3. De la universidad a la universalidad

¿Qué pretendemos de la universidad y de la ciencia? Buscar y hallar instrumentos para contrarrestar la marginación y la exclusión que la sociedad produce. Para ello se requiere aceptar el desafío (que incluye considerar que la marginación y la exclusión son éticamente injustas y socialmente producidas) y la consecuencia de ello, es decir, proponerse una tarea investigativa que se ponga al servicio de estudiar las causas y las razones de estos fenómenos y los procesos involucrados, para  producir vías para la resolución de esas condiciones. Que la universidad sea espectadora de esta situación, sin comprometerse, nos parece que acerca la situación a una de complicidad. Establecer las causas y las razones y no buscarles remedio nos parece una contradicción insalvable. El camino que tenemos es la búsqueda de justicia y equidad. Y en particular, en la universidad, nos parece que es el rumbo.


* Docente e investigador de la Cátedra Libre de Salud y Derechos Humanos de la Facultad de Medicina, UBA; coordinador adjunto para el Cono Sur de la Asociación Latinoamericana de Medicina Social.

[1] Pocos años antes, las primeras invenciones, similares a las que luego posibilitaron la Revolución Industrial, terminaron con sus inventores en la horca, como lo cuenta Marx en El Capital.

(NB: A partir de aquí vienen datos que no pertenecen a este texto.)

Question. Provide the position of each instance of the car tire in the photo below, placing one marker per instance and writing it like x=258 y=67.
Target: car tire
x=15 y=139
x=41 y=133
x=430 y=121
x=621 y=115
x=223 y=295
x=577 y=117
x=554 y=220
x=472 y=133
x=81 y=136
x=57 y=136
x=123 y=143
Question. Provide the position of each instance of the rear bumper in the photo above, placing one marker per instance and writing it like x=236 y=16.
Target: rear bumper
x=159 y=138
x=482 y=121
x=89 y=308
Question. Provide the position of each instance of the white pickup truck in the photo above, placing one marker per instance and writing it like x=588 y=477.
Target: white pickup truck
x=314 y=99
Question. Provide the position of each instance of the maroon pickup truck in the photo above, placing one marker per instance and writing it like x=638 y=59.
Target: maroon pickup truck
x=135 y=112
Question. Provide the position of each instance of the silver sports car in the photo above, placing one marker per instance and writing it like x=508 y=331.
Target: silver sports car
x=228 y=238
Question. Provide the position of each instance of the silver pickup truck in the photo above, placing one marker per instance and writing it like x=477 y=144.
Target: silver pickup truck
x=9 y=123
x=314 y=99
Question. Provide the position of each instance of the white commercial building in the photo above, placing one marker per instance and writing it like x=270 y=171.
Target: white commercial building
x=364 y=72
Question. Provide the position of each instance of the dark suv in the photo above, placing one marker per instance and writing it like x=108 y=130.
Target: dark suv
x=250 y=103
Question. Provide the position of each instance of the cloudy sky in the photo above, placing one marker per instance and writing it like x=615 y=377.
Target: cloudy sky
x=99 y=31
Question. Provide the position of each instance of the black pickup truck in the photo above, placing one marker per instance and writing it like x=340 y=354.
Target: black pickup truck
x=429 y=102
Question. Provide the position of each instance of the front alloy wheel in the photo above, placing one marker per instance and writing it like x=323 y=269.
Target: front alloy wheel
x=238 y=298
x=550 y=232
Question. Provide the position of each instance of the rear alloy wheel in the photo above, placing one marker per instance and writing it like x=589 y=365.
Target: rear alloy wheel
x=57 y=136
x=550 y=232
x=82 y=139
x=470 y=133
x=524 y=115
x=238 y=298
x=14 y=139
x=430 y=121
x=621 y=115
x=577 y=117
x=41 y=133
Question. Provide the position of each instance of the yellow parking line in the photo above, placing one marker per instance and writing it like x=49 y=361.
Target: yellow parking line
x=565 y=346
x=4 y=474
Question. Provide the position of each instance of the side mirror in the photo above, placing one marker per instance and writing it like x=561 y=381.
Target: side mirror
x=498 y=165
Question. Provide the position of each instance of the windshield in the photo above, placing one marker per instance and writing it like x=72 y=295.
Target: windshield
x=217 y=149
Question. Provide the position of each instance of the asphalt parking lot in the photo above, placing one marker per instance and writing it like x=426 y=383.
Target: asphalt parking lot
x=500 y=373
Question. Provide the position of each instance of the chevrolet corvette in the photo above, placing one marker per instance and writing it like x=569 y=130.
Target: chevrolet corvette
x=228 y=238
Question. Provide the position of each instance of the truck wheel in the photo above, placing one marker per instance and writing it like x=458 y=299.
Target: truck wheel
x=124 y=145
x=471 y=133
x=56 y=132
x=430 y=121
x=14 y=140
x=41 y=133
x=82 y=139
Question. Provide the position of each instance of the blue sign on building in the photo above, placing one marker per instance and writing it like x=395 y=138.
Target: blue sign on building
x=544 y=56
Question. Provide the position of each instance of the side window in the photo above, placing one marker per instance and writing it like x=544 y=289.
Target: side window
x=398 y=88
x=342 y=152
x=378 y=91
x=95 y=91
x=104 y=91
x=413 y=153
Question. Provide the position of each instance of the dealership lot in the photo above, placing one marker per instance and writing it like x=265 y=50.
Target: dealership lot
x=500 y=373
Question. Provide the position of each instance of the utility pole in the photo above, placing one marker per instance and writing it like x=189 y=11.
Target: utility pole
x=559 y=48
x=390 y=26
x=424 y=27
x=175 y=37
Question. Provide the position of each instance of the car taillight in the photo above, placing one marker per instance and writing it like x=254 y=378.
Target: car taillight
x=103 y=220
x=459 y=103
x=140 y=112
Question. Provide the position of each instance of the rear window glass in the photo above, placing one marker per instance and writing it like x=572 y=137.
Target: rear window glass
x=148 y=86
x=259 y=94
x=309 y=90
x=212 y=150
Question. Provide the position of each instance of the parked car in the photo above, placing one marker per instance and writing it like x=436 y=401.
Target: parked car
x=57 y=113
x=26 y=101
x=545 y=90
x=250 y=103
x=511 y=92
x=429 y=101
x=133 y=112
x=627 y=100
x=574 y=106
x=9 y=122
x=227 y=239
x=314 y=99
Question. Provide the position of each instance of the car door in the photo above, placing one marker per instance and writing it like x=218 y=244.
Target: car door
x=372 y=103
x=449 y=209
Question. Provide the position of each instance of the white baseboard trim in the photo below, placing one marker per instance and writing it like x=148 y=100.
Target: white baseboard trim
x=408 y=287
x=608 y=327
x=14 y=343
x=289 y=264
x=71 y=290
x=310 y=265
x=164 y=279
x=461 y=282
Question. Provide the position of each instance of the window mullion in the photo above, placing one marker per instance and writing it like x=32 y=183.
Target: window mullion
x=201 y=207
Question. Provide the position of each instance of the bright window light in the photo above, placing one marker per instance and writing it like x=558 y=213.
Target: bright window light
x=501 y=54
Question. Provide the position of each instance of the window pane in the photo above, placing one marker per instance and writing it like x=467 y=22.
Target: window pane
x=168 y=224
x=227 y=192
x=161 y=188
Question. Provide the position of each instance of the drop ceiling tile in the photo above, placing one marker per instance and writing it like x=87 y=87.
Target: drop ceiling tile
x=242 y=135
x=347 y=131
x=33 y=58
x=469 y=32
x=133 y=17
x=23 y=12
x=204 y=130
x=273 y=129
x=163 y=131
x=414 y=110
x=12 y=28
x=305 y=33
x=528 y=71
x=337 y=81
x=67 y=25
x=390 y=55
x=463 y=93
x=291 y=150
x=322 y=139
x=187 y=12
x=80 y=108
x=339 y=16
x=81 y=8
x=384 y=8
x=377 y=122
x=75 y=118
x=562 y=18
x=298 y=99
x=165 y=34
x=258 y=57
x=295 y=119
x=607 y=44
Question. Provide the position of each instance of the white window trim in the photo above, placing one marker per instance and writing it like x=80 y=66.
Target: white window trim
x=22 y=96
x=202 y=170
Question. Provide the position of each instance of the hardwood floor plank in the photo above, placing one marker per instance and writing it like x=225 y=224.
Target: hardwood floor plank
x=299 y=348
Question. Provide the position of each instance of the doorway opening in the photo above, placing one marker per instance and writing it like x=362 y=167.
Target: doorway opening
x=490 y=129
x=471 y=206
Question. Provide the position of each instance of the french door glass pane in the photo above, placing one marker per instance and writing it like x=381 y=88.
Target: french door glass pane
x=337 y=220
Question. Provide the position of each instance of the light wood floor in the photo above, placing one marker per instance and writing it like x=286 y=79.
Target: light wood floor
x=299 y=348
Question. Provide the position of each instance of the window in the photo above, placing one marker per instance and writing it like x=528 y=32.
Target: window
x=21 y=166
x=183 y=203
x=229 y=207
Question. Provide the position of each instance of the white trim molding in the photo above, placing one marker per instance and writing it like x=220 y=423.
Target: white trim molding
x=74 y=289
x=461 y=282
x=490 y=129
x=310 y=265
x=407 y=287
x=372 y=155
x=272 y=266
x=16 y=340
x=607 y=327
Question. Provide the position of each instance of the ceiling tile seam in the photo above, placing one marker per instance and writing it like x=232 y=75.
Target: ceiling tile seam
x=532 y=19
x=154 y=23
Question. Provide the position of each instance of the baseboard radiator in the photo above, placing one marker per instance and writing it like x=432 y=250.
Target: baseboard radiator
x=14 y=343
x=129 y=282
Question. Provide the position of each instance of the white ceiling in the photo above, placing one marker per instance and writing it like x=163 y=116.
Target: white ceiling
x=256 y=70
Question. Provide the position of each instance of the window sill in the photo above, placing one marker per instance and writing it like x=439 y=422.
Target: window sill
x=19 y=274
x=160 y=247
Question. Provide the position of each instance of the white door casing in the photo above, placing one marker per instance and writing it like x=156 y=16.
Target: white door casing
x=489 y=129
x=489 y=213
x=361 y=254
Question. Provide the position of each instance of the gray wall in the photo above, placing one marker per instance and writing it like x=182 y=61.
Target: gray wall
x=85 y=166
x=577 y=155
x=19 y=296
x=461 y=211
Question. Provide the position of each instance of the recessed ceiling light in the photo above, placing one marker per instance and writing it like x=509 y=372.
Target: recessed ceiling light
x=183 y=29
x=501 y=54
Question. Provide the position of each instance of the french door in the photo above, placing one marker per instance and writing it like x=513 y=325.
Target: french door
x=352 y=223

[2] La política de “alambramiento” o “cercamiento” (enclosure) fue uno de los modos fundamentales de privatizar la tierra en la transición del modo de producción feudal al capitalismo. Incluyó la cooptación de campesinos que se ilusionaron con la “propiedad” de la tierra, y luego la perdieron.

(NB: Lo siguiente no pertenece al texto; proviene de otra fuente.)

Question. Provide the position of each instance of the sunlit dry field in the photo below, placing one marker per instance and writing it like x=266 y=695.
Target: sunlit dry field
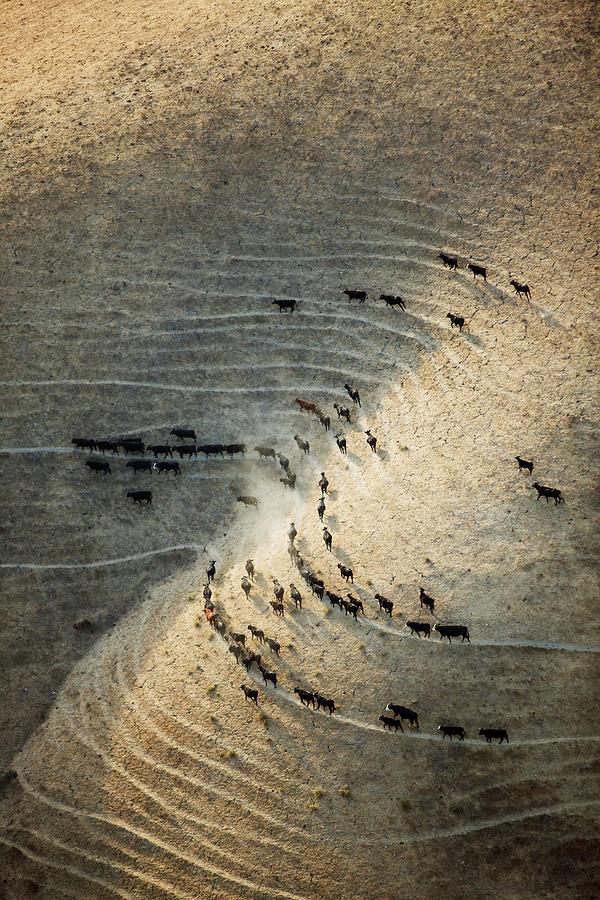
x=170 y=170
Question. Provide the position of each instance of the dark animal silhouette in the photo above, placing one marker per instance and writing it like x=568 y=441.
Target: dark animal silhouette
x=450 y=262
x=451 y=631
x=98 y=465
x=548 y=493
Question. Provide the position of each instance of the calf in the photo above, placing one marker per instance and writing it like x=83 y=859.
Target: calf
x=302 y=445
x=452 y=730
x=168 y=466
x=361 y=296
x=490 y=733
x=524 y=464
x=285 y=304
x=548 y=493
x=98 y=465
x=521 y=289
x=346 y=573
x=183 y=433
x=451 y=631
x=139 y=496
x=457 y=321
x=390 y=723
x=250 y=693
x=257 y=633
x=392 y=301
x=426 y=600
x=353 y=394
x=247 y=500
x=403 y=712
x=163 y=449
x=450 y=262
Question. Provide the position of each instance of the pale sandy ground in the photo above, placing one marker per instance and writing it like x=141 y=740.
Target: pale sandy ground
x=169 y=169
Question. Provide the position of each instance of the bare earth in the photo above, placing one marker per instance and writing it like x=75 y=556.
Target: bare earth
x=169 y=169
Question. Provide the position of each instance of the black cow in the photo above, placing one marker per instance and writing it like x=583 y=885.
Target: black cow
x=98 y=465
x=450 y=262
x=403 y=712
x=524 y=464
x=361 y=296
x=477 y=270
x=457 y=321
x=452 y=730
x=451 y=631
x=183 y=433
x=140 y=465
x=490 y=733
x=521 y=289
x=138 y=496
x=285 y=304
x=548 y=493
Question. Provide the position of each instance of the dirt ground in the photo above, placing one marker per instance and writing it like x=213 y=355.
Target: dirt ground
x=170 y=169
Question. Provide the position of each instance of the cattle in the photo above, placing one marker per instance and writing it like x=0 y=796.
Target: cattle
x=353 y=394
x=268 y=676
x=361 y=296
x=306 y=697
x=302 y=445
x=285 y=304
x=342 y=411
x=266 y=453
x=321 y=508
x=325 y=703
x=390 y=723
x=457 y=321
x=450 y=262
x=104 y=446
x=451 y=631
x=84 y=444
x=185 y=450
x=166 y=465
x=392 y=301
x=548 y=493
x=452 y=730
x=274 y=645
x=346 y=573
x=296 y=596
x=183 y=433
x=234 y=448
x=384 y=603
x=250 y=693
x=139 y=496
x=477 y=270
x=426 y=600
x=521 y=289
x=524 y=464
x=490 y=733
x=98 y=465
x=403 y=712
x=257 y=633
x=163 y=449
x=247 y=500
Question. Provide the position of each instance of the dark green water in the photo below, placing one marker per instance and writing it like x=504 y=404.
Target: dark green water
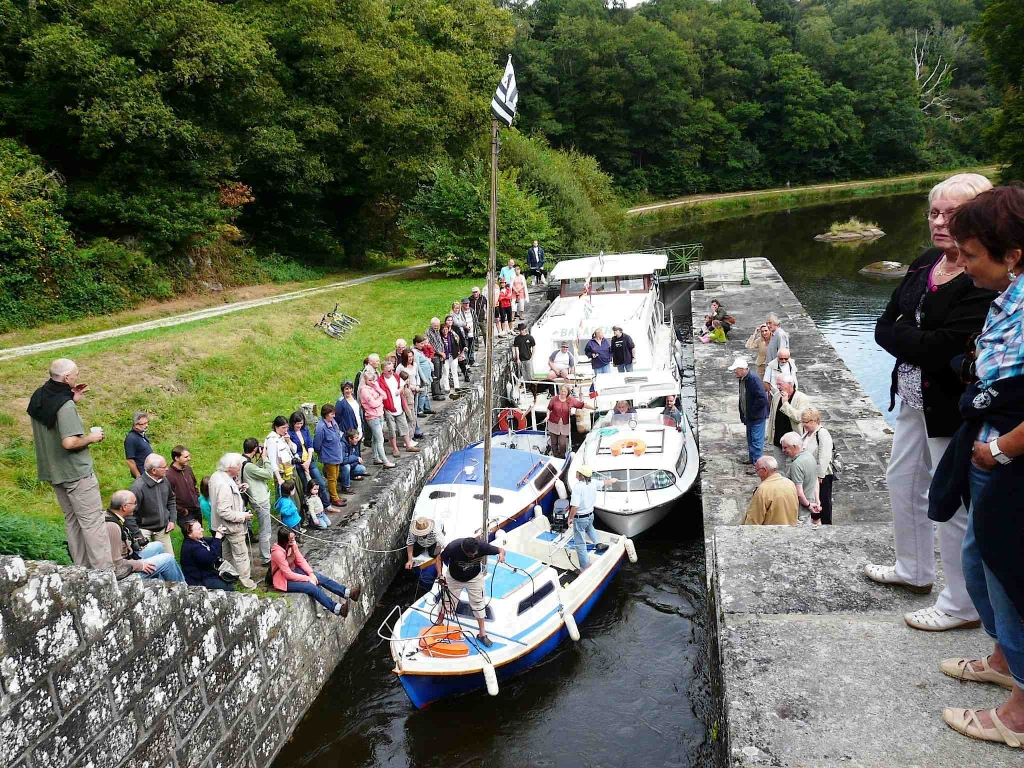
x=635 y=690
x=824 y=276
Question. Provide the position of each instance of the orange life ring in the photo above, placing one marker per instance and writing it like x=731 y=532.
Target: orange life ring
x=443 y=640
x=632 y=444
x=518 y=417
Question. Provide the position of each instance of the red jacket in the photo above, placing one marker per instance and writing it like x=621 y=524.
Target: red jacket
x=290 y=566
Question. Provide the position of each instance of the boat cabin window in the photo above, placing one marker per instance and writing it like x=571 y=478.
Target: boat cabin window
x=466 y=612
x=545 y=590
x=547 y=475
x=494 y=498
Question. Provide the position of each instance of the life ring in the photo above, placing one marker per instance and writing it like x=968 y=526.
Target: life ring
x=443 y=640
x=517 y=416
x=631 y=444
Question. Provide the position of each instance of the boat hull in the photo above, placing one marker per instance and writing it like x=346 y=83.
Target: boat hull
x=423 y=689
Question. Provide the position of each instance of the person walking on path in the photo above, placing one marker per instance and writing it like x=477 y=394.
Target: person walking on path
x=623 y=349
x=137 y=445
x=983 y=464
x=928 y=321
x=753 y=409
x=779 y=338
x=62 y=459
x=535 y=263
x=256 y=473
x=227 y=511
x=291 y=572
x=775 y=501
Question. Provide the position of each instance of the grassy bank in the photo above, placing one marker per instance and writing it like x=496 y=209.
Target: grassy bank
x=717 y=208
x=208 y=385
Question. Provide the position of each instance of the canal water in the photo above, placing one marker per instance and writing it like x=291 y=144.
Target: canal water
x=636 y=688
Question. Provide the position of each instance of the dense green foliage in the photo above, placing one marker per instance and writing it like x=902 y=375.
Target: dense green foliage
x=678 y=96
x=1001 y=30
x=167 y=137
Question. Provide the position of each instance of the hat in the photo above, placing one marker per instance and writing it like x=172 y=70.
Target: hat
x=422 y=525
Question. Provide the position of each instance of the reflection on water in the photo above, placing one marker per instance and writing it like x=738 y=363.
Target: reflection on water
x=824 y=276
x=627 y=689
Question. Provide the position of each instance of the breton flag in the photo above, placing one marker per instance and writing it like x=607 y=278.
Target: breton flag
x=506 y=97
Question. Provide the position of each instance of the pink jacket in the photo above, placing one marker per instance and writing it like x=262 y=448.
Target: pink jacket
x=372 y=400
x=291 y=566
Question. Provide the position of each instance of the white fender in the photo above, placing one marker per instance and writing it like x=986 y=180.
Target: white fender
x=631 y=550
x=491 y=677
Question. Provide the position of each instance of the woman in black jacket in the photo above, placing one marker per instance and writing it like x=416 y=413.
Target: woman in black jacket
x=200 y=557
x=928 y=322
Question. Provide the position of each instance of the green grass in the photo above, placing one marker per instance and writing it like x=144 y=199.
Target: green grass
x=208 y=385
x=852 y=225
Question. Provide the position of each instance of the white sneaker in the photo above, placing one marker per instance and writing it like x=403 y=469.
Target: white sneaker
x=887 y=574
x=933 y=620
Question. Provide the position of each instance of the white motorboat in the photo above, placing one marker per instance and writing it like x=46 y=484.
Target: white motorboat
x=537 y=598
x=652 y=461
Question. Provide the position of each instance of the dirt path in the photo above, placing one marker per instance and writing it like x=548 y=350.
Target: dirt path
x=694 y=199
x=177 y=320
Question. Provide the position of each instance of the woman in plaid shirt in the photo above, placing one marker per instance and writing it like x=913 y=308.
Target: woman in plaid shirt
x=989 y=231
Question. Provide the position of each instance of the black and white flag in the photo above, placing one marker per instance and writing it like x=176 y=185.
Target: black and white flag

[3] Polanyi, Karl. La gran transformación. Ed. La piqueta. España. 1944.

[4] Polanyi, Karl. Op. cit.

[5] La ley de Speenhamland no era una ley sino un acuerdo para brindar recursos mínimos a los potenciales trabajadores para permitirles sobrevivir, equivalentes a una hogaza de pan por día, y algo más por cada hijo. Provocó, con el tiempo, una gran desorganización social entre los trabajadores. Casi como nuestros planes Jefes y Jefas.

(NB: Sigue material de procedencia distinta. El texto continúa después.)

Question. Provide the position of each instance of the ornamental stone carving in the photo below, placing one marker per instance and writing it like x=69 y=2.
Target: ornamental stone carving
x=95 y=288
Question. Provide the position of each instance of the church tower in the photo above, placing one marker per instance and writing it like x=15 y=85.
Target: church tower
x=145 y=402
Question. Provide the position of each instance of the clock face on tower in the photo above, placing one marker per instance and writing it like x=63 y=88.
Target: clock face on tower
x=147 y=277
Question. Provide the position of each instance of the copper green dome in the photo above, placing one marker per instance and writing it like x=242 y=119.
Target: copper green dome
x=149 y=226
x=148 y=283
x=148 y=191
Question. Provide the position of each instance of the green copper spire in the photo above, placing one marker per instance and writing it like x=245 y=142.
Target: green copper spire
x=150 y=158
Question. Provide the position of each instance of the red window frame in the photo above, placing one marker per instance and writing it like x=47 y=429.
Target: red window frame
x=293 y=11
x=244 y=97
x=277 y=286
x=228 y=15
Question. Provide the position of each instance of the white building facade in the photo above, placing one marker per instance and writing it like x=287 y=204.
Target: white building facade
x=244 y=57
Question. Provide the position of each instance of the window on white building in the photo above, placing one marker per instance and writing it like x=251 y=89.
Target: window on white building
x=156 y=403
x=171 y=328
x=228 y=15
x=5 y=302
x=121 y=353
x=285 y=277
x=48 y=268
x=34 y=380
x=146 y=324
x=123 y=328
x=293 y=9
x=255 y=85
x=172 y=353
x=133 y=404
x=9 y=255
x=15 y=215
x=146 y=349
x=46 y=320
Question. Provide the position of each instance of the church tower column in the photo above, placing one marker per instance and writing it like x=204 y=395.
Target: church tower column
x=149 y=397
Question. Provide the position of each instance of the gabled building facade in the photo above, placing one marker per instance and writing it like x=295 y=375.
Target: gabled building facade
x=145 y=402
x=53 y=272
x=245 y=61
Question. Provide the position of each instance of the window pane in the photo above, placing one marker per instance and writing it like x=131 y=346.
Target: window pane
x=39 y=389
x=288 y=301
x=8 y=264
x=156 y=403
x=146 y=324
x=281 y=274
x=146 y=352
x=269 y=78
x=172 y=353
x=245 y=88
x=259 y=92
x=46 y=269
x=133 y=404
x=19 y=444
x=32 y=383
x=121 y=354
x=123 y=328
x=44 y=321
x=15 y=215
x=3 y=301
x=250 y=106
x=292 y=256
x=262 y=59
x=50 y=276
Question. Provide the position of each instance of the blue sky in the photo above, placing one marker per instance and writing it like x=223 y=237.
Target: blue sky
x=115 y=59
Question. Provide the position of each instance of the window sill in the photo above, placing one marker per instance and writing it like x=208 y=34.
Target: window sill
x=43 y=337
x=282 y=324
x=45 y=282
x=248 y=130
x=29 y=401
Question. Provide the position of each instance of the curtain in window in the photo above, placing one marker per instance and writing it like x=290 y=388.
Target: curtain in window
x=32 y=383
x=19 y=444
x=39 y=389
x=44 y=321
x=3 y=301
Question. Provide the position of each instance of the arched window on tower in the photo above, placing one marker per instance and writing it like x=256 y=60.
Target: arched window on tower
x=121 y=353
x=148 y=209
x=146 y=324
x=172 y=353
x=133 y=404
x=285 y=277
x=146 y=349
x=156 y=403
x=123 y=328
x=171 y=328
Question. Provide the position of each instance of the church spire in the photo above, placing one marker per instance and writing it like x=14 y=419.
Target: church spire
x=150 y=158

[6] Polanyi, Karl. Op. cit.

[7] Moyano, Fernando. ¿Movimiento obrero jurásico? Revista Alfaguara Nº 18. Accesible en http://usuarios.lycos.es/Alfagua/LUDDITAS.html

[8] Para un estudio detallado del uso de la marginalidad y la exclusión en Argentina, véase el excelente trabajo de J. Auyero, La Zona Gris. Siglo XXI. Argentina 2007.

[9] Bauman, Zygmunt. Vidas desperdiciadas. La modernidad y sus parias. Paidós. Argentina. 2006.

[10] Bauman, Zygmunt. Modernidad y Holocausto. Sequitur. Madrid. 1997.

[11] Foucault, M. “¿Crisis de la Medicina o crisis de la Antimedicina?” yLa incorporación del hospital en la tecnología moderna”, en Estrategias de Poder. Paidós 1999.

[12] Canguilhem dice también (en “La salud: concepto vulgar y cuestión filosófica”) que “no hay ciencia de la salud (sino que) es un concepto vulgar (no) trivial sino común, al alcance de todos”. Postulamos que la “elevación” de lo vulgar al estatus “científico” (lo que cuestiona lo científico de la elevación) es función de la expropiación de lo vulgar por la medicina, y esto hace a su función normatizadora y de agencia del sistema.

[13] Es interesante en este sentido el modo en el que organismos internacionales como la OPS validaron como enseñanza adquirida por el Estado, en la crisis 2001/2002, sobre el papel del sistema de salud, que “(ahora se sabe que) siempre hay lugar para un ajuste más” (véase: Zeballos, J. L. “Argentina: efectos sociosanitarios de la crisis, 2001-2003”. Publicación Nº 57. OPS. 2003. Para un análisis crítico véase: Moyano, G y Escudero, J. C. La salud en Argentina: ¿en manos de quién? Disponible en http://www.fmed.uba.ar/depto/ddhh/multisectorial/argentina.doc)

[14] Desde hace más de una década, la tercer causa de internación en EEUU (la región que usa el 50% de la masa de dinero en medicamentos y determina el rumbo de todo lo ateniente e ello) es la complicación por el uso de medicamentos. Las ventajas obtenidas en curación, salud y bienestar están siendo comprometidas cada vez más en función al carácter primordial y excluyente del medicamento como mercancía.

[15] El concepto de Primary Health Care se ha “traducido” de un modo que pierde algo del sentido original, al reducir lo primario a lo elemental (y no a lo prioritario) y designar atención en vez del mucho más abarcativo “cuidado de la salud”.